The noise floor is the level of constant sound present in a space. If it is too high, you will find it irritating. Too low, and you can easily overhear conversations and noises.
Masking creates a noise floor high enough to cover up noises and low enough for comfort, usually in the range of 42 to 48 dBA. In so doing, this technology contributes to three key acoustic requirements: low dynamic range, low signal-to-noise ratio, and maximum acoustic consistency.
Key Acoustic Requirements
The role masking plays in achieving acoustic comfort can be explained using one company's experience. When they moved into their new headquarters, the noise levels were high due to the reflection of sounds off the hard ceiling, floor, and wall finishes. Sounds traveled great distances. There was some degree of speech privacy but only due to the high noise levels. Employees found it difficult to concentrate in this environment.
Clearly, something needed to be done, but the company assumed it could lower the noise levels simply by adding absorptive materials to the space. While this was a positive first step, it was not sufficient to satisfy all the requirements.
Low dynamic range
Absorption made the environment somewhat more comfortable by decreasing the volume of sounds reflected back into the space, but the perception of a noisy environment remained because the dynamic range stayed high.
"Dynamic range" is defined as the variation in the volume of sound over time or the difference between the peak sound levels and the noise floor. Our senses are designed to detect such changes, making it difficult to ignore them. The higher the dynamic range, the harder it is to "block out" the noise.
A masking system would significantly reduce this variation. The lowest level of sound to occur in the space would be that generated by the system. All sounds beneath this level would be imperceptible or unintelligible. With peaks minimized by the absorptive materials already in use, the result would be an even more comfortable acoustic environment.
Low signal-to-noise ratio
The company's sole reliance on absorptive materials also affected speech privacy levels. Conversations were suddenly more intelligible over greater distances.
Speech privacy levels are influenced by the signal-to-noise ratio, or the volume of conversation relative to the noise floor. The greater the difference, the more understandable speech is. A low noise floor also means that conversations can be clearly heard from afar.
A masking system would dramatically reduce this distance. In most offices, speech can be understood from up to 50 feet away. Masking can reduce this distance to 20 feet or even less. Over short distances, it might not prevent occupants from hearing that someone was speaking, but it would inhibit their ability to understand exactly what was being said.

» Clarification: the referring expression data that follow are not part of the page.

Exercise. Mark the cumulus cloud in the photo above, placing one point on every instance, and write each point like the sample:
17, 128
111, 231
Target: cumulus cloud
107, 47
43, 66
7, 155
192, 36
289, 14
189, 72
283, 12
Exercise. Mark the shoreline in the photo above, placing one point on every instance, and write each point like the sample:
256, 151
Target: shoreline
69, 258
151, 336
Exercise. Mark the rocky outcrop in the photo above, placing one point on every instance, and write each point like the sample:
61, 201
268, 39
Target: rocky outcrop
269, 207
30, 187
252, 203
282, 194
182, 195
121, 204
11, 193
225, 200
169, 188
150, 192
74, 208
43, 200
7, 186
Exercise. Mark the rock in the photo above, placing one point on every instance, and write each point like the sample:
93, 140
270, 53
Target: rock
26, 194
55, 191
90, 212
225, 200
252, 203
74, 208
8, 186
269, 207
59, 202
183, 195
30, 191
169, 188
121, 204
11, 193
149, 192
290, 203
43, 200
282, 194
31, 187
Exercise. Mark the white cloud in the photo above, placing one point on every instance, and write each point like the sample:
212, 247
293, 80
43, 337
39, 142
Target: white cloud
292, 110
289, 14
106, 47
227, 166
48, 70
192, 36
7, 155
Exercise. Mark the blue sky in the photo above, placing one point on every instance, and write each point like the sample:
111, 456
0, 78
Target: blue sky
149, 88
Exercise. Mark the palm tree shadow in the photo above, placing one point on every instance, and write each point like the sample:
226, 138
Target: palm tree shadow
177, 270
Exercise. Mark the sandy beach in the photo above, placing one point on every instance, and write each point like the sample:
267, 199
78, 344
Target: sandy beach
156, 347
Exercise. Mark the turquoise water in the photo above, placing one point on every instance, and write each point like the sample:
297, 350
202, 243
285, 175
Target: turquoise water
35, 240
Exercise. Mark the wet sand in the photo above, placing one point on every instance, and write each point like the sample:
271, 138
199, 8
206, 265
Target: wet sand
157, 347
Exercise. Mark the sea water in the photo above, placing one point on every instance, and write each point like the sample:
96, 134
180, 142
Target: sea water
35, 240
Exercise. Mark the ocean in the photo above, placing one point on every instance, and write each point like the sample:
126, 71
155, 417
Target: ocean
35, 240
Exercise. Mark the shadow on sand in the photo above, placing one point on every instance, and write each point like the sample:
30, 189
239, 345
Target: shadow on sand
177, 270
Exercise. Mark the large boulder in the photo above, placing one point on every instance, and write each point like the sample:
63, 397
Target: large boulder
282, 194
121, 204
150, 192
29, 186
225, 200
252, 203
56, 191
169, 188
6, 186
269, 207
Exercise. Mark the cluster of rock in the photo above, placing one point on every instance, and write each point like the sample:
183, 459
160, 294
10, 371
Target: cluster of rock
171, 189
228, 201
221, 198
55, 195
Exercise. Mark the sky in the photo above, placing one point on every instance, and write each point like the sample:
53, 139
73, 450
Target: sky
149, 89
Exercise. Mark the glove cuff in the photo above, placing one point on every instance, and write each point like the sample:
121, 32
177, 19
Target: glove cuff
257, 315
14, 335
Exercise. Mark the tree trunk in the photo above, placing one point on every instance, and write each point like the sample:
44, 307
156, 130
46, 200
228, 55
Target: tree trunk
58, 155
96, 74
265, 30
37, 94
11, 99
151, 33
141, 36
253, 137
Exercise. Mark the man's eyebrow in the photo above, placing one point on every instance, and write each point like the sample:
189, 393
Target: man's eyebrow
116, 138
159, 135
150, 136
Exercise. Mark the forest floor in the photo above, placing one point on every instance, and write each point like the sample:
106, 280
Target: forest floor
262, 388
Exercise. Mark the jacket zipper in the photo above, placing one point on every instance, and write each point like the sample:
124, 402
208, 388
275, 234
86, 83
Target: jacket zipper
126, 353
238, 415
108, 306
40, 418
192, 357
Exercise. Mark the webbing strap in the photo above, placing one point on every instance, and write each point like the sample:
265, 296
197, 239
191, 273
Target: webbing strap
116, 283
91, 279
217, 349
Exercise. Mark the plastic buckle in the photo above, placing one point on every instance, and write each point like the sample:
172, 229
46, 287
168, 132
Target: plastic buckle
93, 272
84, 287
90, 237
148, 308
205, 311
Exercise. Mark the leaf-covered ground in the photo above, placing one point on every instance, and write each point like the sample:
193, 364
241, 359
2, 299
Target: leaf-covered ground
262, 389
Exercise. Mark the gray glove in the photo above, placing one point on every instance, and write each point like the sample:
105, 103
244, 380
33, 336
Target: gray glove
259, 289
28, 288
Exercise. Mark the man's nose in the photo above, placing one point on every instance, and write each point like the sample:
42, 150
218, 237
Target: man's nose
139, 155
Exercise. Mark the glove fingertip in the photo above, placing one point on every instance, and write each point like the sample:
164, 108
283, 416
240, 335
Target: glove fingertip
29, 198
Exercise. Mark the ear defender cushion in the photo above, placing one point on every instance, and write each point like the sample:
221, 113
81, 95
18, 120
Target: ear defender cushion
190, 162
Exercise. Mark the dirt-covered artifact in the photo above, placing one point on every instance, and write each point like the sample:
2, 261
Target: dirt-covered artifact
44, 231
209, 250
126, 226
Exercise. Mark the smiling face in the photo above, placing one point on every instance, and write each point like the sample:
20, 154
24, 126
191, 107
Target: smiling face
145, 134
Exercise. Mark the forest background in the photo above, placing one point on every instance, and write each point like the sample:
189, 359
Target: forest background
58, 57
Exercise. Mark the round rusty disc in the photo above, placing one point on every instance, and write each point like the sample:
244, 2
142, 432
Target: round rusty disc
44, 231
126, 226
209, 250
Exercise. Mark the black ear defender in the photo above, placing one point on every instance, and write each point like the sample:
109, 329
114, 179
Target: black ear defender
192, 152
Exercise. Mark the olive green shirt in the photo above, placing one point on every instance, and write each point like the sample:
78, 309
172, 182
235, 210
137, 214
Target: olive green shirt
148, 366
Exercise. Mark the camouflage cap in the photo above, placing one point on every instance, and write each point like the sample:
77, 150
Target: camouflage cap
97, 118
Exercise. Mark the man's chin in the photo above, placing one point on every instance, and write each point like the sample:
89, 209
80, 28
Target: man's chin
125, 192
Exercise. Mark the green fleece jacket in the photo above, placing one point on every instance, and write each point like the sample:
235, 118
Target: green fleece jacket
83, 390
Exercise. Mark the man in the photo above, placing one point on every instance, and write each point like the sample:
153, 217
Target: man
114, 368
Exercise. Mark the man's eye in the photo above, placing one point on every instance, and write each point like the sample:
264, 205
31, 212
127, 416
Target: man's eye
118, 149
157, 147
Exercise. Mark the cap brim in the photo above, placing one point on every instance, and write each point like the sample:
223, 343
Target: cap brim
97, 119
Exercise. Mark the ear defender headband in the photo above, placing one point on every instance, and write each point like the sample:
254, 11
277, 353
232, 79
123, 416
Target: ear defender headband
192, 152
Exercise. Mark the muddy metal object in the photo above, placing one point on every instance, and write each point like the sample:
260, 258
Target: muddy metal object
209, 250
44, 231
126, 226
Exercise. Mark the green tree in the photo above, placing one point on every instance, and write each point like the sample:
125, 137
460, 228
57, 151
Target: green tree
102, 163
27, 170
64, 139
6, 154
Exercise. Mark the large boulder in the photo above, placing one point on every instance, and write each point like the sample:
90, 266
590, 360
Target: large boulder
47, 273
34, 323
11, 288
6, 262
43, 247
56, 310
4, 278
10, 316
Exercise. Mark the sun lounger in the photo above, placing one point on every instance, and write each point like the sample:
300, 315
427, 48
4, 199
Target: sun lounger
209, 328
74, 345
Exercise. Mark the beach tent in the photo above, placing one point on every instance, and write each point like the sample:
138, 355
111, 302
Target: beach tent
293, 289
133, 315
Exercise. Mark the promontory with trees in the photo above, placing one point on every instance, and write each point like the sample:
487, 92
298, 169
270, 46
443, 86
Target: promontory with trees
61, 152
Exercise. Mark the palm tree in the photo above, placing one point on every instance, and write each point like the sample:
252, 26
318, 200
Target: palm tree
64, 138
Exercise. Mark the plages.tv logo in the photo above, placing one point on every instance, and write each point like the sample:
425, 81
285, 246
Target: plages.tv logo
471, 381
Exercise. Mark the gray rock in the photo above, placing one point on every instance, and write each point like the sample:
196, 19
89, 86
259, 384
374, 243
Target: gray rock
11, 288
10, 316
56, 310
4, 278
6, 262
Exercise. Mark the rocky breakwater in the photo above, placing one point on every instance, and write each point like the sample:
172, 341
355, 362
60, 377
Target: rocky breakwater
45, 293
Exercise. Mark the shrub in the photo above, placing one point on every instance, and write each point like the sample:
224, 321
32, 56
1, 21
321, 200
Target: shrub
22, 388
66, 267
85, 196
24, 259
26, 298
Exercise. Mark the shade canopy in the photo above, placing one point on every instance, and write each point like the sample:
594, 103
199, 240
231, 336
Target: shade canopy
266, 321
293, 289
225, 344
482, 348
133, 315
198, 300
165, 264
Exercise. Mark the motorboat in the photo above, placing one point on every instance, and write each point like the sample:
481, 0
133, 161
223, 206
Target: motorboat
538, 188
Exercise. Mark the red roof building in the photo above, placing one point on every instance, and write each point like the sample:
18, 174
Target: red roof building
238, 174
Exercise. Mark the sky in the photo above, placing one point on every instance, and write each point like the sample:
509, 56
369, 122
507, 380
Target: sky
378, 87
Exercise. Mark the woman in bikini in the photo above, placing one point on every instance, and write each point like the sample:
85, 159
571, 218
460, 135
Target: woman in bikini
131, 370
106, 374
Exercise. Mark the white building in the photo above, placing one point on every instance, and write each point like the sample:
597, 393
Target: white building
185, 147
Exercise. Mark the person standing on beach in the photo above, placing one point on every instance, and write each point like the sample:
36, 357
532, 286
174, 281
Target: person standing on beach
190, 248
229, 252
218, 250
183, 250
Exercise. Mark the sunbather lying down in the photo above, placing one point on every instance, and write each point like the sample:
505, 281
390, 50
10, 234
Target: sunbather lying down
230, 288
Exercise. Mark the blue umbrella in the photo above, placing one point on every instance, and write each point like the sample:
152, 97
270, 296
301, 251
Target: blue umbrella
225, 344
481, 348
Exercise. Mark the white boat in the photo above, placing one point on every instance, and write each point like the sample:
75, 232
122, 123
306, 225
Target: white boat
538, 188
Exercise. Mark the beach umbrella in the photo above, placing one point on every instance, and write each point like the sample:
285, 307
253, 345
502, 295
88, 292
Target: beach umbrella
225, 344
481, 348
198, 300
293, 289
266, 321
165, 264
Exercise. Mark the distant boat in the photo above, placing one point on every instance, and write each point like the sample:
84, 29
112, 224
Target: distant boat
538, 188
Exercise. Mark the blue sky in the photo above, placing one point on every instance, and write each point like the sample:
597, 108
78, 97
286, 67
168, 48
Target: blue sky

Maximum acoustic consistency
It is also important to provide acoustic consistency across the space. Variations in both volume and frequency are found in all facilities due to the type of ceiling used, the location of open air return grills, HVAC, and office equipment. A masking system would minimize these variations, just as other technology is used to keep lighting and temperature at a comfortable level.
However, in order to achieve this requirement, the system must be installed throughout the facility and offer fine frequency and volume control for small zones. If it was used as a spot treatment, it would draw attention to itself as occupants moved about. Partial installations should only occur where there is a physical break between two areas, such as a wall, doorway, or corridor.
Masking can also reduce, but not necessarily eliminate, the requirements for other acoustic treatments. Adding sufficient physical barriers and absorptive materials to the design can further minimize the distance over which noises are heard and the system's volume can be decreased without affecting its performance level.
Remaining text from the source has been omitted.